A former airman has written a detailed account of the Spitfire aircraft.
Former airman John Nichol served in the Royal Air Force for 15 years, where he flew Tornadoes in both air defence and ground attack roles.
He's now written a book on the much-loved spitfire, where he tells the stories from men and women that have never been told before.
Mr Nichol describes the interactions he had with some world war two veterans: "They regularly would say 'we weren't affected'- they'd talk about a friend dying, going down in flames and they would say that you just got on with it.
"When you dig deeper, you find that 70 years on they're still deeply affected by these experiences."
Joy Lofthouse was one of the only female pilots to fly the iconic aircraft and like many others had very little training.
He shares Joy's first account of getting inside a Spitfire:
"The first time that Joy got into a Spitfire, she had her notebook on 'how do you fly a Spitfire'.

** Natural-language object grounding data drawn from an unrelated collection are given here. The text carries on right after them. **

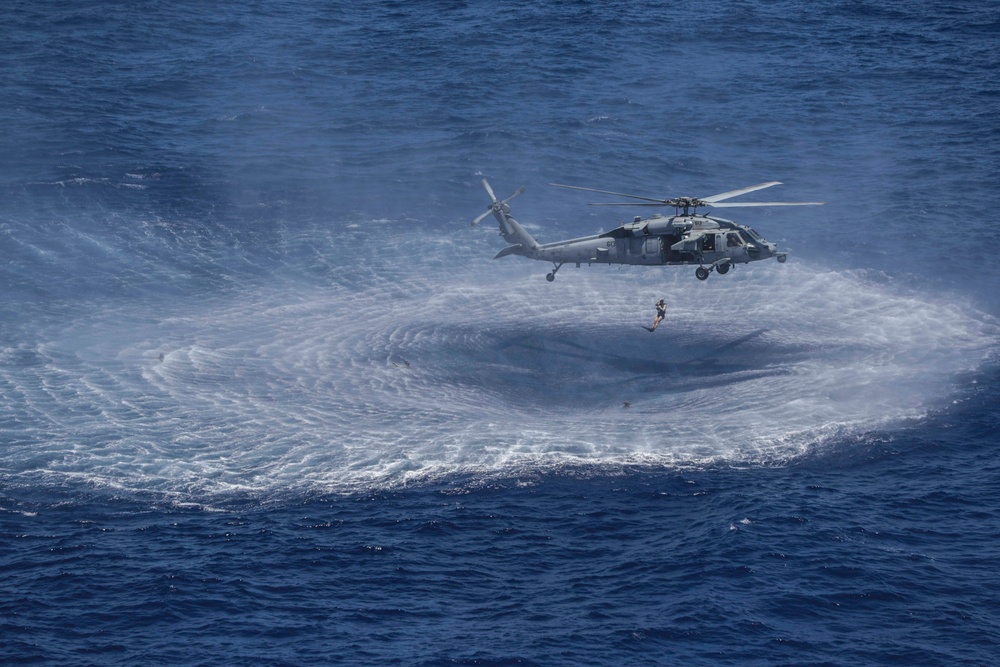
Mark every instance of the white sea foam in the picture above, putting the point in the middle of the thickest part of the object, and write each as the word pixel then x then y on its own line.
pixel 482 369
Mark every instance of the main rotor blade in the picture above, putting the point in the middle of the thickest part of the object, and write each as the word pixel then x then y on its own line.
pixel 608 192
pixel 481 218
pixel 741 191
pixel 658 204
pixel 766 203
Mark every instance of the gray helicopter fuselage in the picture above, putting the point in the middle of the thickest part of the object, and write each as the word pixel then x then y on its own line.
pixel 669 240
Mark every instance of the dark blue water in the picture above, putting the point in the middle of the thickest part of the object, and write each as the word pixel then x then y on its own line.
pixel 267 400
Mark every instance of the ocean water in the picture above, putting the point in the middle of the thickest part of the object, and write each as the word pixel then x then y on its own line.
pixel 265 398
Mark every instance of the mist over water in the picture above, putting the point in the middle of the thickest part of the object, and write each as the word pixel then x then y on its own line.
pixel 420 363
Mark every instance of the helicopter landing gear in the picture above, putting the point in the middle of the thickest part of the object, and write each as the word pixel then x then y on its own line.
pixel 552 274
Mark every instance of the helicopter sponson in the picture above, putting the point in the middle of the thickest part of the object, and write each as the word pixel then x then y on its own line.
pixel 685 238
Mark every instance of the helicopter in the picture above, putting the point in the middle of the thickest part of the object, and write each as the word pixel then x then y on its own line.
pixel 684 238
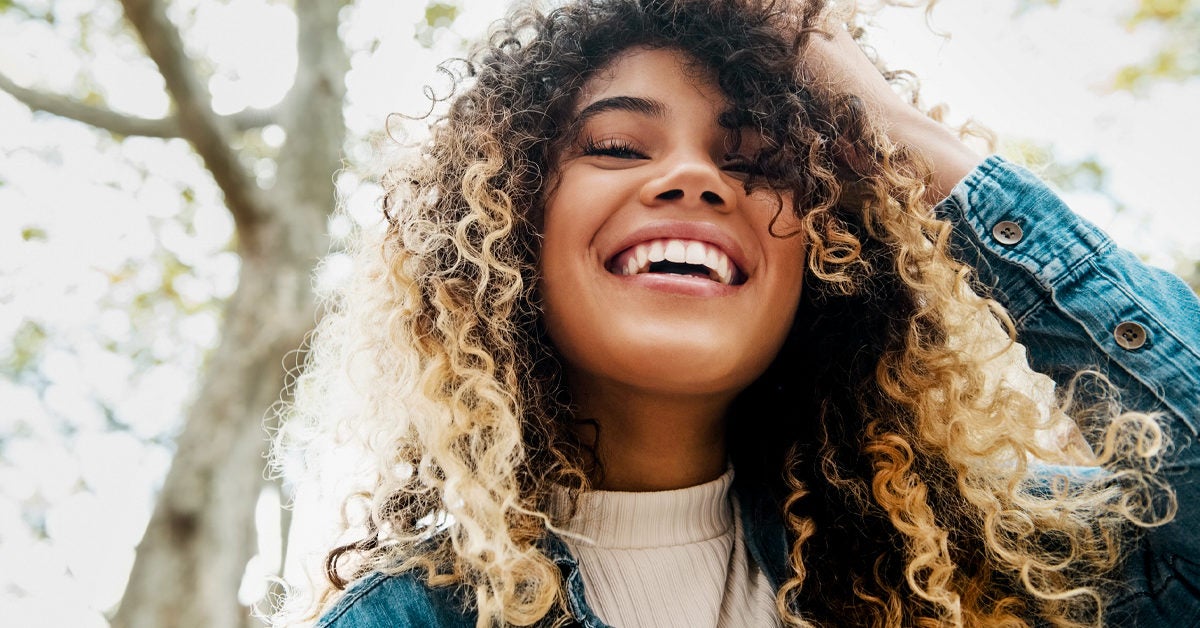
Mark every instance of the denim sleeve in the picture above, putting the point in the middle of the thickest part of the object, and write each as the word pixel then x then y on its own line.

"They didn't know much about the world, they didn't know much about what went on around them.
"They were focused on fighting the war.
"They loved the aircraft, they credited it with them surviving the war.
He added: "It was loved by the people on the ground and it's still loved today."
John's military career spanned to the Gulf War, where in 1991 he was shot down on the first low-level, daylight raid of the conflict.
He was captured and tortured and then paraded on television provoking worldwide condemnation and leaving one of the enduring images of that war.
Despite this, he returned to active duty and was involved in policing the exclusion zone as part of the UN force maintaining the fragile peace in Bosnia.
Within his 15 years of service, he served from Nevada Desert to the Middle East and Norway to the Falkland Islands.
From his new book, the stories of the people that worked on the Spitfire and flew them, now live on in the 'Spitfire - A Very British Love Story'.